By 1913, after serving in South Africa and India, he was Company Sergeant Major.
He went with the West Yorkshire Regiment 1st Battalion to France on 08.09.1914 but was injured (at Aisne Heights?) and taken prisoner on 22.09.1914. He was shot in the neck.
His wife, Ellen, was informed he was missing, presumed dead. They had been married since February 1912 and had a 16-month old daughter.
William Kitson was a prisoner in a number of POW camps in Germany. He was in the camps for 3 years and 2 months.
He was brought to Switzerland by the Red Cross on 27.11.1917 and was there until 08.12.1918 when he returned to England and to a 5 year old child who didn’t know him – the way of many soldiers.
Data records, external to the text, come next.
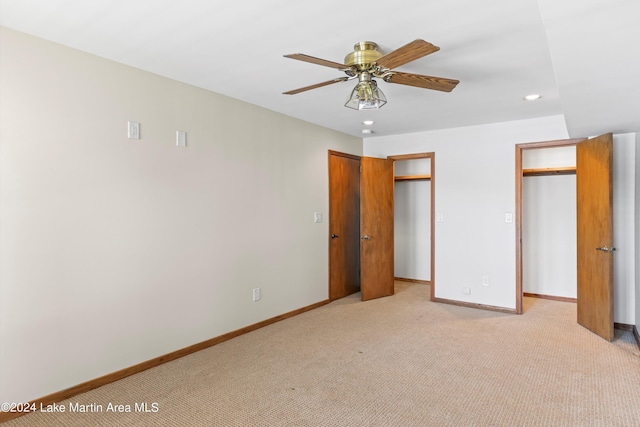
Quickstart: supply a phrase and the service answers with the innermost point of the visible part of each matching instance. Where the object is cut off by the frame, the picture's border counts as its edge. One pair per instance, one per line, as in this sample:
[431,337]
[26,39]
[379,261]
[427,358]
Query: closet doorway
[414,177]
[594,229]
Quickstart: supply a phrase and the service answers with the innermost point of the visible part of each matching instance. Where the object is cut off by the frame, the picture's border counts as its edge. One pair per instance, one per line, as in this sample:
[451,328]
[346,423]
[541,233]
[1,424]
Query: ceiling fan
[366,62]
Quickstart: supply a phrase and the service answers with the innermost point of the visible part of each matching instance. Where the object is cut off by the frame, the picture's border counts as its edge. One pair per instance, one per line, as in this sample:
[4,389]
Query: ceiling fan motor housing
[363,56]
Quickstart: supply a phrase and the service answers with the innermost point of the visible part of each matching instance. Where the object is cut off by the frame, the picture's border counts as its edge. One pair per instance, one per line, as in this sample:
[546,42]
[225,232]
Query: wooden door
[594,190]
[376,219]
[344,225]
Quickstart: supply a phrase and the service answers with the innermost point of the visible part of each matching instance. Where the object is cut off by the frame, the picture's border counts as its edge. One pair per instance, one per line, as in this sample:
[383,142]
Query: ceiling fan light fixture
[366,95]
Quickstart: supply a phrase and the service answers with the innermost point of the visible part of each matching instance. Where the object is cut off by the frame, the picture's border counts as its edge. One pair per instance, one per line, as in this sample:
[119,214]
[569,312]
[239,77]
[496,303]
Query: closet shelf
[568,170]
[412,177]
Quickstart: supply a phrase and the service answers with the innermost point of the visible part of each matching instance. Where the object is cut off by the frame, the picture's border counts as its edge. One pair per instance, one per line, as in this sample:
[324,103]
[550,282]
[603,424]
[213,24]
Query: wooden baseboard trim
[152,363]
[474,305]
[630,328]
[551,297]
[423,282]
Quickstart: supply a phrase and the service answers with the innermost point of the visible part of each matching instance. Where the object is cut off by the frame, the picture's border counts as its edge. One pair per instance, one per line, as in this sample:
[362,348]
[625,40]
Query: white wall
[115,251]
[412,230]
[475,187]
[637,230]
[624,227]
[549,252]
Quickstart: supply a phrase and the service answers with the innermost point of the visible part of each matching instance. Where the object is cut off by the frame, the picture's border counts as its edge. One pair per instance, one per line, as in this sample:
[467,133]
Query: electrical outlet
[133,130]
[181,138]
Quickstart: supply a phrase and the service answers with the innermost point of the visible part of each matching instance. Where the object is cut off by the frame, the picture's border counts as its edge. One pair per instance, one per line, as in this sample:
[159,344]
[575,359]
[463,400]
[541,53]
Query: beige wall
[114,251]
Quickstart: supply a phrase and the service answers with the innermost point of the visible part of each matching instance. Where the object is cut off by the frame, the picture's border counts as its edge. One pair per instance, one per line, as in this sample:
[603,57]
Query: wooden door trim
[432,208]
[331,290]
[519,175]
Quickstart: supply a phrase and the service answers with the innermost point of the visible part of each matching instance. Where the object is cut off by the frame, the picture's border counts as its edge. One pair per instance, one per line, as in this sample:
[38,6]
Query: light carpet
[396,361]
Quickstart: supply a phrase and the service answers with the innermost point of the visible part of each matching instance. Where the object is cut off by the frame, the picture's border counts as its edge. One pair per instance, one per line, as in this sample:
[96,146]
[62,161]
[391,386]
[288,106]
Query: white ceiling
[582,56]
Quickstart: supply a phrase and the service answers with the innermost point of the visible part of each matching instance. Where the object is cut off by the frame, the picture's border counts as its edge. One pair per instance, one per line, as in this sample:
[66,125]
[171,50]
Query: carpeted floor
[397,361]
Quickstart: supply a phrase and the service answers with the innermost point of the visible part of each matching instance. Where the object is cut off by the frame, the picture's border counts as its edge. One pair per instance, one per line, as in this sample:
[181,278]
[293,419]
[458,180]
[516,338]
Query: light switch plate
[181,138]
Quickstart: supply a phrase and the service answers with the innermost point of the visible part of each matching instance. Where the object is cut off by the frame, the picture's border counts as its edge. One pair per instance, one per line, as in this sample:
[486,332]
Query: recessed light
[532,97]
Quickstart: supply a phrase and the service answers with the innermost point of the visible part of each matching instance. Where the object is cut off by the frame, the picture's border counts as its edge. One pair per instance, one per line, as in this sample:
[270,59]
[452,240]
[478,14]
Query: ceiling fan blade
[317,85]
[318,61]
[425,82]
[407,53]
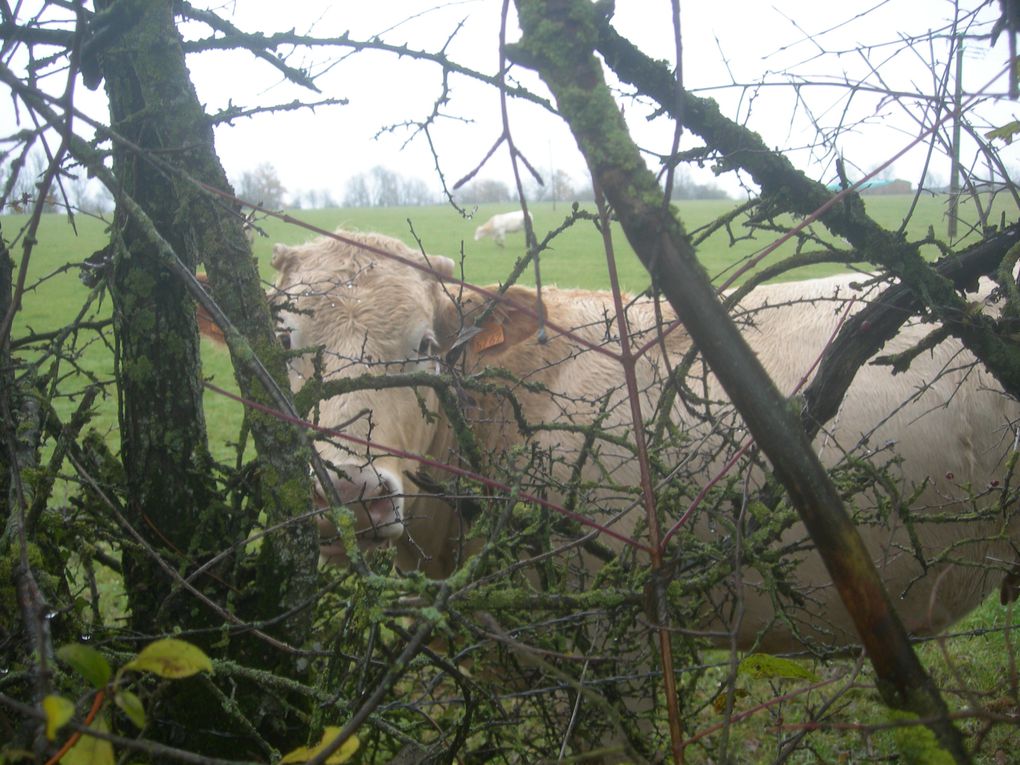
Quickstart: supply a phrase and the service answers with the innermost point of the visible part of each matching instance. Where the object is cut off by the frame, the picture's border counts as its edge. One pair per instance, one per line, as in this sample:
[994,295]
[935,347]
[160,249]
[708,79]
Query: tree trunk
[559,40]
[163,150]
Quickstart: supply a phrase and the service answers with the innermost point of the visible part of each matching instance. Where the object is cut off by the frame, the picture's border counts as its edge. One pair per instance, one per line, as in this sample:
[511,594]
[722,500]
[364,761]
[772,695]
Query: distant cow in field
[498,226]
[938,432]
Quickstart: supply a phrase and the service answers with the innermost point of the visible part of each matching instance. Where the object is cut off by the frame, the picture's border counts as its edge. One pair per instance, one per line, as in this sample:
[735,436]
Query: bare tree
[223,555]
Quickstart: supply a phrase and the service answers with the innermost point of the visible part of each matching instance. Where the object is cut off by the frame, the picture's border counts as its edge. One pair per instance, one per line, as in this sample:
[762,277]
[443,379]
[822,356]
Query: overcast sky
[726,43]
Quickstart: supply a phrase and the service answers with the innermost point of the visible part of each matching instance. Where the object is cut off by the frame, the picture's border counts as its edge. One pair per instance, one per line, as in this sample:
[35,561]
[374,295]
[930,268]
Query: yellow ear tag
[491,336]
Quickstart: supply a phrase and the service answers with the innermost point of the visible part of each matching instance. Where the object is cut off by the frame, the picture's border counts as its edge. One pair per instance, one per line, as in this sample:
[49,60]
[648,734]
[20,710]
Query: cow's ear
[282,255]
[441,264]
[513,319]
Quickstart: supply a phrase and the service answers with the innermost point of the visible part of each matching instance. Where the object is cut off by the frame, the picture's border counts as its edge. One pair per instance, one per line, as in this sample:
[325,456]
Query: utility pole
[955,167]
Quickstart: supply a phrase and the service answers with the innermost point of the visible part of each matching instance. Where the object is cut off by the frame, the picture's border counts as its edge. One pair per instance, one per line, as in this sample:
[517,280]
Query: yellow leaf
[342,755]
[58,711]
[170,658]
[90,750]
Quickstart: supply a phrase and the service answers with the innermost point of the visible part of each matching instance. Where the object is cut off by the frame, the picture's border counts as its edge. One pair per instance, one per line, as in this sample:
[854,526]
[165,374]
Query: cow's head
[361,313]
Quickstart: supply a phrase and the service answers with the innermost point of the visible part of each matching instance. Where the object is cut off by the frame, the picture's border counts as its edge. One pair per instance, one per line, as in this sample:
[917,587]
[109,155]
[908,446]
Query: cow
[499,225]
[938,435]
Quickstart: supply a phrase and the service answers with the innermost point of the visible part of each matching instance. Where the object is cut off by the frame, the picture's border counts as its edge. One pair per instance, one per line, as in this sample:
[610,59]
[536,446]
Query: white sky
[725,41]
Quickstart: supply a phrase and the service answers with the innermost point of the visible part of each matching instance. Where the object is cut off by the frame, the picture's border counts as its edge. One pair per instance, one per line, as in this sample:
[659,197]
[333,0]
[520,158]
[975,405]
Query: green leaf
[89,750]
[342,755]
[58,711]
[170,658]
[774,667]
[916,744]
[131,705]
[88,662]
[1006,133]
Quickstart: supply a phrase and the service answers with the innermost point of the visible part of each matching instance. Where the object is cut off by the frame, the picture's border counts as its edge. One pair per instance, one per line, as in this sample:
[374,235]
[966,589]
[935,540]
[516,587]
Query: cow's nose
[375,495]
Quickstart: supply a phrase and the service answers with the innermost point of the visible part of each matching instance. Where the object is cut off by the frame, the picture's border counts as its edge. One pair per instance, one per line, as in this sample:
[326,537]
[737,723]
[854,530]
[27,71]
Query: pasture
[574,258]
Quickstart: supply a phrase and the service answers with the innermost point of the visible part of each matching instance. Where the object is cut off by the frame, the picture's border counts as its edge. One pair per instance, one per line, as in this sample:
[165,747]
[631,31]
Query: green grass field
[574,258]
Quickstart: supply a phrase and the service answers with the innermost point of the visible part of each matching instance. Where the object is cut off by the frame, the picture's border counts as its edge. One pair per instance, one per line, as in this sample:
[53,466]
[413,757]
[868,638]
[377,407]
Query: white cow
[498,226]
[939,432]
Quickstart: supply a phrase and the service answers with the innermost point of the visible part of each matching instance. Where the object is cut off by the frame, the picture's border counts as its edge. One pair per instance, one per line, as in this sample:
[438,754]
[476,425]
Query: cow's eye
[428,347]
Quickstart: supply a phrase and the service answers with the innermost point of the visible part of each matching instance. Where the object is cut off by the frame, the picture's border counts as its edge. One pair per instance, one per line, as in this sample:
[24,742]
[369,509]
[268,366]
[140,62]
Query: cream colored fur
[954,436]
At least he returned, thanks considerably to the Swiss Red Cross.
William went on to be RSM and claimed discharge from the army after 24 years’ service in 1923. He and Ellen had six children altogether.
He died in Sheffield in 1944 with another war on and all his children serving, except the youngest, Patricia (15 when he died).
Patricia (Pat) is my mother. She remembers her father showing her a book of pressed alpine flowers from Switzerland, when she felt poorly as a child. A small trophy – for coming ‘deuxieme’ in a sport tournament – and engraved as taking place at Chateau d’Oex in 1917 – is what first alerted me to my grandfather’s time in the Swiss Alps.